Im Gegensatz zu anderen Meinungen war ich anfangs von der Single "Brainstorm" ein bisschen enttäuscht, weil es klang wie ein verlorener Song der ersten Platte, gut natürlich, aber irgendwas fehlte einfachund so stand ich dem Release sehr skeptisch gegenüber.

Riss mich das ertse Album gleich nach dem Hördurchlauf sofort mit und ich mich vor neuen Lieblingssongs nicht retten konnte, dauerte dies bei "Favourite Worst Nightmare" ein wenig länger, aber hey, genau solche Platten haben eben eine viel längere Halbwertszeit.

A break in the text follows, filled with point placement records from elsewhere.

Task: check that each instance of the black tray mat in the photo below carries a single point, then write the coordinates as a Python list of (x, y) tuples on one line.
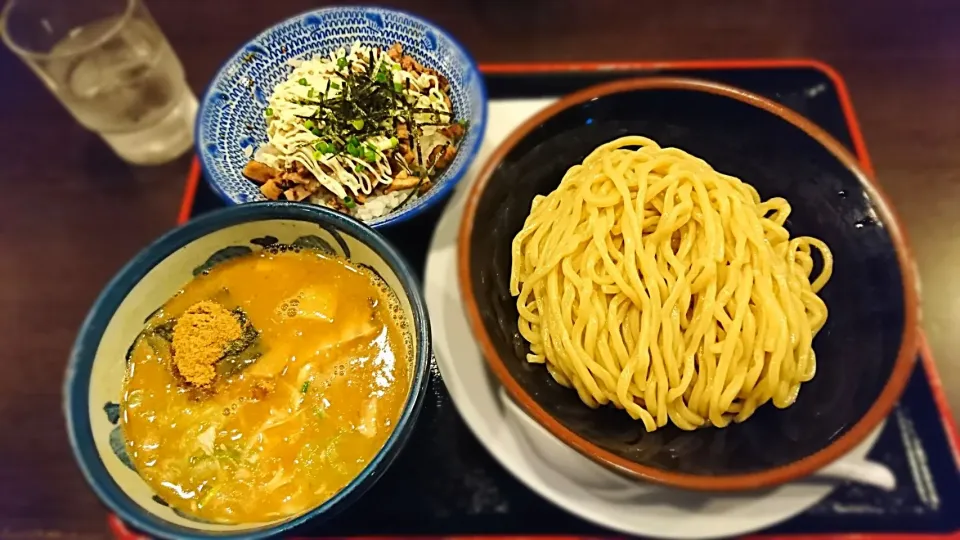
[(445, 483)]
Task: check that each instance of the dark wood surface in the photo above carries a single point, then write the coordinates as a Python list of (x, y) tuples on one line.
[(71, 213)]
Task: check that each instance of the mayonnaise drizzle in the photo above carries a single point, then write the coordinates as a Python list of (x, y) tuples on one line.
[(292, 142)]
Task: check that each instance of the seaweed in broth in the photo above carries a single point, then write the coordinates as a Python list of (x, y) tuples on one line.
[(298, 408)]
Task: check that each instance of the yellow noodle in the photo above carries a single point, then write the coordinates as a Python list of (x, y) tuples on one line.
[(650, 281)]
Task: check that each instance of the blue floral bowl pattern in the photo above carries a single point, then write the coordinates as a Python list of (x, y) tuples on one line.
[(231, 120), (94, 378)]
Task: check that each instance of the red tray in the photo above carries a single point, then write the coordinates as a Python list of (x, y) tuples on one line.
[(858, 146)]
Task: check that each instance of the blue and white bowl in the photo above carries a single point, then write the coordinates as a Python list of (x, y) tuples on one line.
[(231, 122), (94, 378)]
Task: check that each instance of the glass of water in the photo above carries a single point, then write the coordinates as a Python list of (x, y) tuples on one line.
[(112, 68)]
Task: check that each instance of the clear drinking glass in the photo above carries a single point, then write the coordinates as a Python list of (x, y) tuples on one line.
[(112, 68)]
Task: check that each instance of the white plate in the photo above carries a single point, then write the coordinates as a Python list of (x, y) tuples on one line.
[(637, 509)]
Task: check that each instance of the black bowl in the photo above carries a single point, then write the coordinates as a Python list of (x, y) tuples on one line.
[(864, 353)]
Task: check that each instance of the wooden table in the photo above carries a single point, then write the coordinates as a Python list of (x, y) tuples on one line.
[(71, 213)]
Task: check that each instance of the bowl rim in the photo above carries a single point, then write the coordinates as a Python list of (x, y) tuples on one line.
[(76, 384), (884, 403), (393, 217)]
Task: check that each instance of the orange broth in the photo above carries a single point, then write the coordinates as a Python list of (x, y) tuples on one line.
[(286, 432)]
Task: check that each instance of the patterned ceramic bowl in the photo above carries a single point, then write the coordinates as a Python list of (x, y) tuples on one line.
[(95, 373), (230, 124)]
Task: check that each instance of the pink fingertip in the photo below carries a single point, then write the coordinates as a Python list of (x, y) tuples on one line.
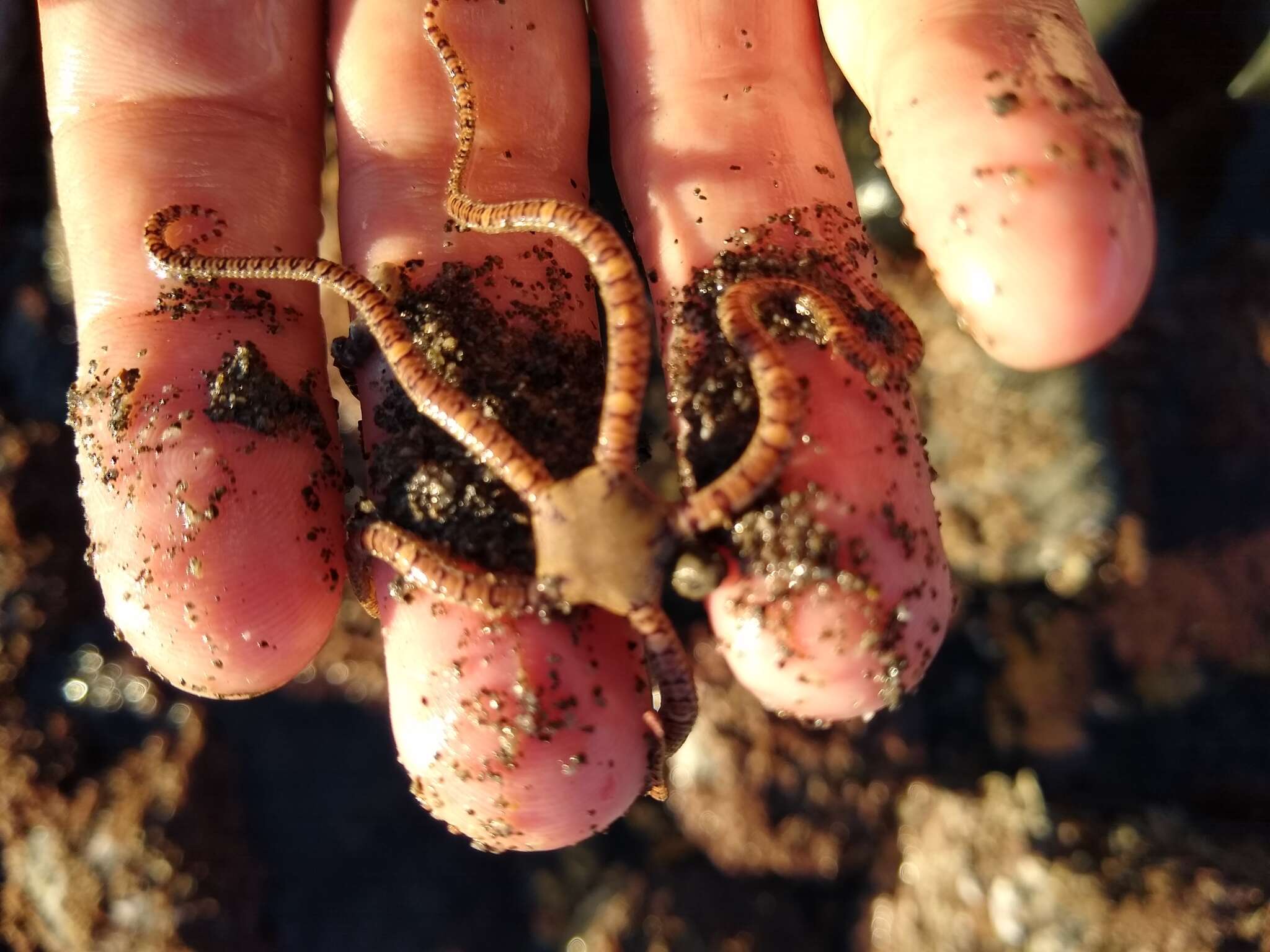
[(846, 646), (517, 734)]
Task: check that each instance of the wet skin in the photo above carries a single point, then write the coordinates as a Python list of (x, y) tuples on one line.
[(220, 557)]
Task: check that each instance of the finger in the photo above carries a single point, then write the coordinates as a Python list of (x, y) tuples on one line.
[(521, 735), (722, 120), (218, 544), (1018, 162)]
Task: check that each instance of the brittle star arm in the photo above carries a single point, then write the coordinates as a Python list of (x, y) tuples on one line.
[(873, 335), (670, 667), (484, 439), (780, 412), (884, 348), (432, 568), (629, 318)]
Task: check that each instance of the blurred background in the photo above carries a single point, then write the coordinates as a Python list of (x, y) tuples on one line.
[(1086, 765)]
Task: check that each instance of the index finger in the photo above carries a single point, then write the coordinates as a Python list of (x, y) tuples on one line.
[(210, 471)]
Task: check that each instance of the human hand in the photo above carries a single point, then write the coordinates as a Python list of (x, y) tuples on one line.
[(219, 546)]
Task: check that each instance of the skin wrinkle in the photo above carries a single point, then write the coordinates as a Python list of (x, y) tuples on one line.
[(248, 63)]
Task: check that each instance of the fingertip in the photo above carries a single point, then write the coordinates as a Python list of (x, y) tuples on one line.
[(517, 734), (219, 547), (1019, 164), (842, 594), (1046, 263)]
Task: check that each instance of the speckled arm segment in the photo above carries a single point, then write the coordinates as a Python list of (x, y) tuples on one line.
[(448, 408)]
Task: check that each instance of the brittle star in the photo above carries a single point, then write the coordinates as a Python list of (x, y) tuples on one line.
[(620, 570)]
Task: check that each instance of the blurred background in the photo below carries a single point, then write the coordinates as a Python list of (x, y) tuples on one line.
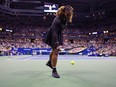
[(23, 24)]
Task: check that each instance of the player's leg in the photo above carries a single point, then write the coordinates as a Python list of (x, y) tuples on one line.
[(49, 62), (54, 63)]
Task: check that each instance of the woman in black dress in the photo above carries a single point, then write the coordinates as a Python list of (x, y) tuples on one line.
[(54, 35)]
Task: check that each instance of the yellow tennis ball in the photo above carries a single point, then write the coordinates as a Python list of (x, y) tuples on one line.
[(72, 62)]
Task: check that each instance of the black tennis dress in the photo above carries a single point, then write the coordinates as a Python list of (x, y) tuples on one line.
[(54, 35)]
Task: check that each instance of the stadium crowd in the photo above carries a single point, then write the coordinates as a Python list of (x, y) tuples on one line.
[(29, 36)]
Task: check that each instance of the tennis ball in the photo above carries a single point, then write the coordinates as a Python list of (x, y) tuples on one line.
[(72, 62)]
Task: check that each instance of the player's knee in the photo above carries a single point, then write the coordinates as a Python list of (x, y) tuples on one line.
[(55, 52)]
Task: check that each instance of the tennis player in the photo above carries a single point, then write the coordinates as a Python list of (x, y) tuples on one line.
[(54, 35)]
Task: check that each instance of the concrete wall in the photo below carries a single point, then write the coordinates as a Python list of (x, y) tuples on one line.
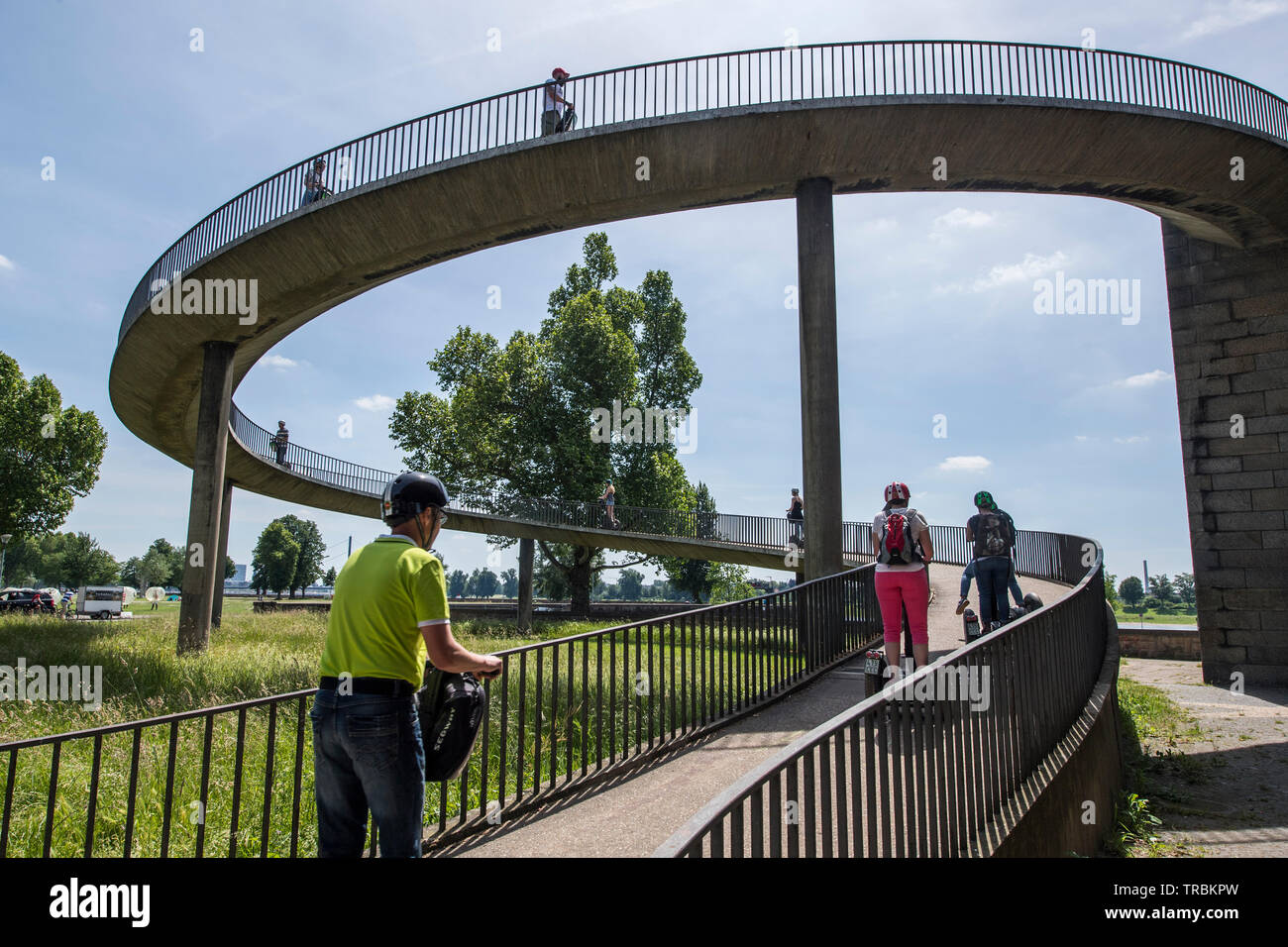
[(1231, 344)]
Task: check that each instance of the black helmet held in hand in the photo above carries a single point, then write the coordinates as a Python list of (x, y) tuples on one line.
[(411, 493)]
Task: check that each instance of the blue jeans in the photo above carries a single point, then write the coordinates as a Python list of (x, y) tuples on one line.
[(969, 574), (992, 575), (368, 754)]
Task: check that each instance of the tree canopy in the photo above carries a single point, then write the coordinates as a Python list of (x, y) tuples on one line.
[(50, 455), (518, 420)]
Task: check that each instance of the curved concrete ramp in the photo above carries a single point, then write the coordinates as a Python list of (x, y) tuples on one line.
[(635, 812)]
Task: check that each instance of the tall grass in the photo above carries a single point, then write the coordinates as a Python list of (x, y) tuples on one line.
[(572, 707)]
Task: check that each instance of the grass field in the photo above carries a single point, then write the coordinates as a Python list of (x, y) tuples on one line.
[(249, 808), (1151, 617)]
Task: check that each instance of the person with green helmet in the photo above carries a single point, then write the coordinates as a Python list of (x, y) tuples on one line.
[(389, 611), (992, 532)]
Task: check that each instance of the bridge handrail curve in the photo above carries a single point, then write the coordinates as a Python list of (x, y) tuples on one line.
[(875, 68)]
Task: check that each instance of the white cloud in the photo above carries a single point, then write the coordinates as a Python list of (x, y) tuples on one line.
[(974, 464), (1149, 377), (960, 217), (880, 224), (375, 402), (1003, 274), (1232, 16)]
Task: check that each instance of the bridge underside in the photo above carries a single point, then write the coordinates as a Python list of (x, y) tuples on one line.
[(1225, 245)]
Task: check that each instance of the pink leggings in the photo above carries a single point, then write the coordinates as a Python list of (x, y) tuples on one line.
[(900, 589)]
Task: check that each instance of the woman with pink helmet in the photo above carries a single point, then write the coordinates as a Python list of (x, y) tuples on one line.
[(901, 541)]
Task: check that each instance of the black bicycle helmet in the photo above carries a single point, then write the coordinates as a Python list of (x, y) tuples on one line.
[(410, 493)]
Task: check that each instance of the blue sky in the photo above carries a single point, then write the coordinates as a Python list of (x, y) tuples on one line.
[(1070, 420)]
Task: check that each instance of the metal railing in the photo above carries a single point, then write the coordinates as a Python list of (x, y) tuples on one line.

So entdeckt man hier nach einigen Durchläufen so viele Feinheiten und auch hier hatte ich nach wenigen Tagen jeden Tag einen neuen Lieblingsong. Am Anfang noch "Teddy Picker" oder "Do me a Favour" wurden es später "Balaclava" oder "This house is a circus", alles grandiose Nummern. Neue Facetten, z.T. stärkere Betonung der Riffs stehen für die Eigenständigkeit des Albums, das meiner Meinung nach als logischer Schritt nach dem Geniestreich "Whatever people say.." folgen musste und sich weder dahinter verstecken muss, noch sich seine Existenzberechtigung erkämpfen muss. Der einzige Wermutstropfen, der bleibt (was wohl auch die meiste Kritik rechtfertigt) ist der schwache Mittelteil mit "Flourescent Adolescent" und "Only ones who know". Was mit "Riot Van" auf dem letzten Album noch wunderbar klang geht hier mit dem Versuch einer Ballade völlig daneben.

Die anderen Song sind jedoch Ohrenschmaus und haben im Laufe der letzten Wochen denselben Effekt in meiner Musikliebhaber-Seele erzielt,wie der Vorgänger: absolute Sucht, vollständiges Ausgeliefertsein, das dazu führt, das Album immer und immer wieder zu hören.